Born in January, 1891, in Warsaw, Poland, Osip Emilievich Mandelstam was raised in the imperial capital of St. Petersburg, Russia. His father was a prominent leather merchant and his mother a teacher of music. Mandelstam attended the renowned Tenishev School and later studied at the Sorbonne, the University of Heidelberg, and the University of St. Petersburg, though he left off his studies to pursue writing. He published his first collection, Kamen, or Stone (1913), when Russian Symbolism was the dominant persuasion.

The Bolsheviks had begun to exert an ever increasing amount of control over Russian artists, and Mandelstam, though he had initially supported the Revolution, was absolutely unwilling to yield to the political doctrine of a regime that had executed Gumilev in 1921. The poet published three more books in 1928—Poems, a collection of criticism entitled On Poetry, and The Egyptian Stamp, a book of prose—as the state closed in on him. Mandelstam spent his later years in exile, serving sentences for counter-revolutionary activities in various work camps, until his death on December 27, 1938, in the Gulag Archipelago.

About the Translator:

Christian Wiman was born and raised in West Texas. He is the editor of Poetry and the author of three collections of poems, Every Riven Thing, Hard Night, and The Long Home, and one collection of prose, Ambition and Survival: Becoming a Poet.

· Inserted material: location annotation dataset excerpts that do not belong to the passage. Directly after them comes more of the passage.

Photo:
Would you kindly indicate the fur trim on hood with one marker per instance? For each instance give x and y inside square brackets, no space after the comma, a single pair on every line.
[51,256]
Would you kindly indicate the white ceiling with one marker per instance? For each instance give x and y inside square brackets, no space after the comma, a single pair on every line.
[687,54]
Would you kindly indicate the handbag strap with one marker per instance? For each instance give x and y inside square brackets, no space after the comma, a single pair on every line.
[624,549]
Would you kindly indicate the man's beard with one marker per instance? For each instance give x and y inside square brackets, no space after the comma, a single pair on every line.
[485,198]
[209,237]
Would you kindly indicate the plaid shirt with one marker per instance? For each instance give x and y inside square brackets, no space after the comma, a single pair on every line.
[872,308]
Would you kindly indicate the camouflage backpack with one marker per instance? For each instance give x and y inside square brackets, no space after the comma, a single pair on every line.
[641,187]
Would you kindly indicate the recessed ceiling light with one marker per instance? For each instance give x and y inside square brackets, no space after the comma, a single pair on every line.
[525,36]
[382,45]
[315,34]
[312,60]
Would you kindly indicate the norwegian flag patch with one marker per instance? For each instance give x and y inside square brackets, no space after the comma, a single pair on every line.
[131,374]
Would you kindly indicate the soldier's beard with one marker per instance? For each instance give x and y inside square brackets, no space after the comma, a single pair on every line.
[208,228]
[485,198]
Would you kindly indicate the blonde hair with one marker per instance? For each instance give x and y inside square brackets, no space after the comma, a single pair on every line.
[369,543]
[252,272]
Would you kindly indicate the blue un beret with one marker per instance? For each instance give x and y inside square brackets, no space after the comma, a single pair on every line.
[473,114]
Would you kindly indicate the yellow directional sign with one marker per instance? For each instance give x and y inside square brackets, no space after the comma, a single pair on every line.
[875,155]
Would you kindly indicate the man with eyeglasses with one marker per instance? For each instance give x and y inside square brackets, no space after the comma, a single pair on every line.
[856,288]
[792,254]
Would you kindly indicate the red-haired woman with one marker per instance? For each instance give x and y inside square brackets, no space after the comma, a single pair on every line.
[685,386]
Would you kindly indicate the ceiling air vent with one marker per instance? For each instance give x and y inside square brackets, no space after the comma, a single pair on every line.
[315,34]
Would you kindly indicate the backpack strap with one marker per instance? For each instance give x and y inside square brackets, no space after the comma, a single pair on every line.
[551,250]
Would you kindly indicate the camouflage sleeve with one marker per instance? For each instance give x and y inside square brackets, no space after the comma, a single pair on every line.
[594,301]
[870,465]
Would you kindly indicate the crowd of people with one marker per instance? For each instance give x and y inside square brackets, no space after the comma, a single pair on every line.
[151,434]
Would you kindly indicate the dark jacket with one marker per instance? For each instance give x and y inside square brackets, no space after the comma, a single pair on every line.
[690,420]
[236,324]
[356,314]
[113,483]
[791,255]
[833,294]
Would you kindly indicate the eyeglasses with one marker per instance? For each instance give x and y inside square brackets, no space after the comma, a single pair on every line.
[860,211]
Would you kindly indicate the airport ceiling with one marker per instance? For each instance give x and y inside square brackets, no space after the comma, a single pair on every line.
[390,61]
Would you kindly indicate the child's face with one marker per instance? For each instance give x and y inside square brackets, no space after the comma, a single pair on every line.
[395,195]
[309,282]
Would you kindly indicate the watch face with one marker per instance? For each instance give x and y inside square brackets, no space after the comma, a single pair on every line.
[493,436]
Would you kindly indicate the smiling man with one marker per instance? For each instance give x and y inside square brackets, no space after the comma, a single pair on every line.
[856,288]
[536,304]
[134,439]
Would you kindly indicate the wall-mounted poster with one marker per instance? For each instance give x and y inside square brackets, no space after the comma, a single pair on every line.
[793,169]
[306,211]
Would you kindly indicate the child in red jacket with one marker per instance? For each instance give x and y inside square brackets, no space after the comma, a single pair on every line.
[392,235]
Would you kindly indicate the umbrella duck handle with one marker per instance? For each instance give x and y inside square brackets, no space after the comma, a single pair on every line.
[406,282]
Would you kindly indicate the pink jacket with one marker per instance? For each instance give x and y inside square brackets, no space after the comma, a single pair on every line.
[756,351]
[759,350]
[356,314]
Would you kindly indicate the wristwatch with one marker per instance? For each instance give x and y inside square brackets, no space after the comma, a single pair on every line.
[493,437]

This is the 16th book for my 2012 Fearless Poetry Exploration Reading Challenge.




This is my 41st book for the 2012 New Authors Challenge.




This is my 10th book for the WWI Reading Challenge.


  1. Now this sounds like a poetry book I should read! I’ll have to borrow this one, especially since it counts for the WWI challenge.

  2. “Ripe with derision” is right up my alley. I adore the cover too.